Сколько раз вырывалось у отца, что он хотел бы приложить к фашистам свою руку, хотел бы свести счеты! И вот добился… А он, Митя, сможет так? Сначала вышла неловкость с Максимом Андреевичем из-за узкой колеи (хорошо, что старик не затаил обиды и вчера обещал замолвить слово Горновому), а теперь как будто стало боязно идти к начальнику…

Навалившись локтями на стол, начальник депо курил. Голова его была окутана сизой кисеей табачного дыма, и разглядеть можно было только руку, водившую карандашом по темно-синему, как ночное небо, чертежу.

Митя подошел к столу, перевел дыхание. Собираясь заявить о себе, он открыл рот, но не произнес ни звука и попятился, увидев лицо начальника — орлиный нос, серые глаза, внимательно смотревшие на него из-под тяжелых заиндевелых бровей…

«Так вот почему заливался Королев!» — пронеслось у Мити в голове. Переборов оцепенение, он резко повернулся и быстро зашагал к двери.

— Черепанов, ты куда? — спокойно спросил Горновой.

Остановившись, Митя повернулся вполоборота.

— Довольно странно, — серьезно продолжал Горновой, — является человек, не говорит ни слова и уходит.

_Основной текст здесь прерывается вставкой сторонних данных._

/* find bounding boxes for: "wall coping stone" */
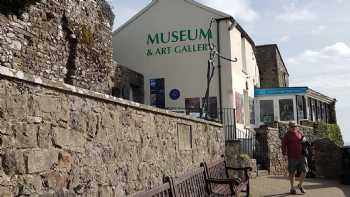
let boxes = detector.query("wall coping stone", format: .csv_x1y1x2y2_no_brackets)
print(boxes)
0,66,223,127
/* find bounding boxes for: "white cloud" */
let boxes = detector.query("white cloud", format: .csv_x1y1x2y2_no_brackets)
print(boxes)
114,7,138,28
197,0,258,22
276,1,317,23
278,35,290,43
287,42,350,89
286,42,350,142
311,25,327,34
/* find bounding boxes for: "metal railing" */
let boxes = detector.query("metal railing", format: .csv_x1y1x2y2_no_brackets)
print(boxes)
168,108,256,158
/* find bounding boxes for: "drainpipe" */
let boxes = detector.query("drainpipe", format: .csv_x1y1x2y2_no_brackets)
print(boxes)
215,17,236,123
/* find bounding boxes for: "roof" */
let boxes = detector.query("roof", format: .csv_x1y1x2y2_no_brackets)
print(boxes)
254,86,336,103
112,0,255,48
255,44,289,75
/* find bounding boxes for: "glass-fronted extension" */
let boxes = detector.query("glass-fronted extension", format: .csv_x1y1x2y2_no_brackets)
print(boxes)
255,87,336,126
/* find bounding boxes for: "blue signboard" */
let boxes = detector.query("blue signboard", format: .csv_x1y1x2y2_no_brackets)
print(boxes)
169,89,180,100
255,87,308,96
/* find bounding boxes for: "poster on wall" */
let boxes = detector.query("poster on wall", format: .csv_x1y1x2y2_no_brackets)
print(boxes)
235,92,241,123
249,97,255,124
202,96,218,119
150,78,165,108
185,97,201,115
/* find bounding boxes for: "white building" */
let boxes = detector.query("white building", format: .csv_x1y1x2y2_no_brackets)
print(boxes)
113,0,259,138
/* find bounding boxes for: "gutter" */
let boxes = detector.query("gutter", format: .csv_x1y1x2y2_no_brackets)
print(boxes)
215,17,236,124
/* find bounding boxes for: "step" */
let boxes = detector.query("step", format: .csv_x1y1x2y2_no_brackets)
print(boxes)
257,170,269,177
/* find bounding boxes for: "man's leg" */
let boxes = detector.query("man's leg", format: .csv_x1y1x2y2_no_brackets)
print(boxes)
298,161,308,194
289,172,295,189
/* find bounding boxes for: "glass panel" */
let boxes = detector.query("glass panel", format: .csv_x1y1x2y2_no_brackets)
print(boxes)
279,99,294,121
249,97,255,124
297,96,306,120
260,100,275,123
311,99,317,121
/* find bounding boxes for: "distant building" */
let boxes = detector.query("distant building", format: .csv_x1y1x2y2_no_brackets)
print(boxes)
255,87,337,126
256,44,289,88
113,0,260,137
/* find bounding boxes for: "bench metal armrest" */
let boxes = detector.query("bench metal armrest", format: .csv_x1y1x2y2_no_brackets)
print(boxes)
226,167,253,171
205,178,240,185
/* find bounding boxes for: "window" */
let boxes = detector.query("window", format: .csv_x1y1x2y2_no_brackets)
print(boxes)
185,97,201,117
150,78,165,108
241,37,247,73
260,100,275,123
279,99,294,121
297,95,307,120
177,123,192,150
249,97,255,124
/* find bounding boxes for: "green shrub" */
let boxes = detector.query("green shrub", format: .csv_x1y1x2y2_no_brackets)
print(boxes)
239,154,250,161
314,122,344,146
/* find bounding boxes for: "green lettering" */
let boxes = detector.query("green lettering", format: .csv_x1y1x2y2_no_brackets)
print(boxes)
156,48,162,55
199,29,213,40
175,46,181,53
171,31,179,42
160,32,170,44
147,33,159,45
180,30,187,41
188,29,198,40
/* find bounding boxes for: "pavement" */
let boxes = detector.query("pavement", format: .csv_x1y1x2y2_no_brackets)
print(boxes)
251,176,350,197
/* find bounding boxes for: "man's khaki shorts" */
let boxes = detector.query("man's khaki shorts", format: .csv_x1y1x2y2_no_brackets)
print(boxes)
288,158,308,174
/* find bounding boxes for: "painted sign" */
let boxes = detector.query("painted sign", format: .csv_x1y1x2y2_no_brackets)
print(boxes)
255,87,308,96
146,28,213,56
169,89,180,100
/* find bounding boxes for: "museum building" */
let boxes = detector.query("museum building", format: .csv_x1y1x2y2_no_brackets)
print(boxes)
113,0,260,137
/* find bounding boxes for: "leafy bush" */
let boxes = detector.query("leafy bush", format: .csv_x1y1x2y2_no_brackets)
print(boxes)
314,122,344,146
239,154,250,161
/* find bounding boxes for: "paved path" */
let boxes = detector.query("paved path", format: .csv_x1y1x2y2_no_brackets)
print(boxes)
252,176,350,197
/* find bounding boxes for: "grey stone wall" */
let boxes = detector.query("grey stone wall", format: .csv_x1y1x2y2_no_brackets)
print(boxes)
112,63,145,103
0,0,114,93
312,139,342,178
256,44,289,88
0,66,225,197
256,127,288,175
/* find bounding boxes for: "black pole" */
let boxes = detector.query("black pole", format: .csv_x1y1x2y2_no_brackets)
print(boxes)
216,19,223,123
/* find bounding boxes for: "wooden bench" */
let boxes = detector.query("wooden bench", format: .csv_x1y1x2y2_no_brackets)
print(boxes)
169,167,211,197
130,159,251,197
201,159,252,196
130,182,173,197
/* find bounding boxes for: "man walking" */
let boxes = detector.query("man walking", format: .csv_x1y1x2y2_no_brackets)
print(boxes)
282,122,307,194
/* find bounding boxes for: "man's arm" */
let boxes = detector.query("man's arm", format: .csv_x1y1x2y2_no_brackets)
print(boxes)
282,133,288,156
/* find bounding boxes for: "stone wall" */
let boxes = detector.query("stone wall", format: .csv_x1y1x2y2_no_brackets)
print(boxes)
312,139,342,178
256,127,288,175
112,63,145,103
0,66,225,197
0,0,114,93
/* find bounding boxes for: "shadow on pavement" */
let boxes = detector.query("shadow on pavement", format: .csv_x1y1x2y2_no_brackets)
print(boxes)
264,176,350,197
260,193,303,197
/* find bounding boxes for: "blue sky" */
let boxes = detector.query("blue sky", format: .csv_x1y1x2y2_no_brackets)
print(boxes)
110,0,350,144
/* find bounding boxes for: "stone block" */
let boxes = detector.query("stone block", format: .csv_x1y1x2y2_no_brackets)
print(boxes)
5,95,27,120
1,150,26,176
37,123,52,148
26,149,58,174
12,123,39,148
53,128,85,152
58,152,73,172
42,172,68,192
35,96,60,113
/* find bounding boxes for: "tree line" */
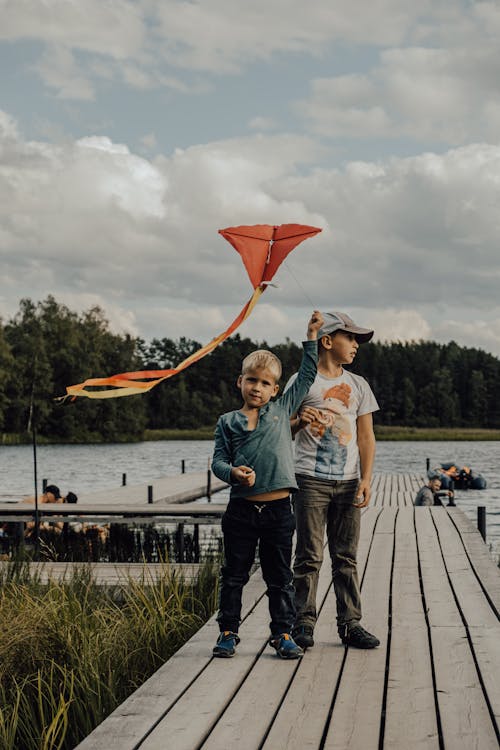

Язык за порогом оставил, что ли?

— А нечего теперь говорить, — безнадежно прошептал Митя, глядя в сторону.

— А вдруг найдется. — Горновой поднялся со стула, раздавил в пепельнице окурок и, когда Митя несмело подошел, через стол протянул руку: — Будем знакомы.

— Да вроде уже познакомились, — с печальным смущением сказал Митя, отвечая слабым пожатием.

— То знакомство не в счет. — Горновой показал на кресло.

Митя сел и тотчас схватился за подлокотники: сиденье было такое мягкое, что ему показалось, будто он проваливается.

Неожиданно теплая улыбка тронула строгое лицо Горнового.

— А мы, если хочешь знать, знакомы намного раньше, чем ты полагаешь. — Он остановил на Мите долгий, задумчивый взгляд. — Помню, как-то в воскресенье шли мы с Тимофеем Ивановичем по городу. Он тебя за руку вел, а ты в дудку трубил. Надо сказать, насквозь уши всем прогудел…

Митя заерзал в кресле — недоставало еще этих воспоминаний!

— Наверное, это давным-давно было…

— Вижу, что давно, — как бы с сожалением проговорил Горновой. — Да, одни растут, другие стареют… — Он прошелся к окну и, вернувшись, уселся на угол стола, — Максим Андреевич говорил о тебе. В принципе приветствую. Но нужно подумать.

— О чем же?

— О тебе. О твоем будущем.

— Я уже подумал и решил.

— Это хорошо. Однако ты пришел сюда, значит, и я должен побеспокоиться о тебе. Ты вот хочешь сразу на паровоз. А я возражаю…

«Так и есть — «душевнейший человек»!» — С неприязнью взглянув на начальника, Митя подумал, что из его бровей могли бы получиться вполне солидные усы…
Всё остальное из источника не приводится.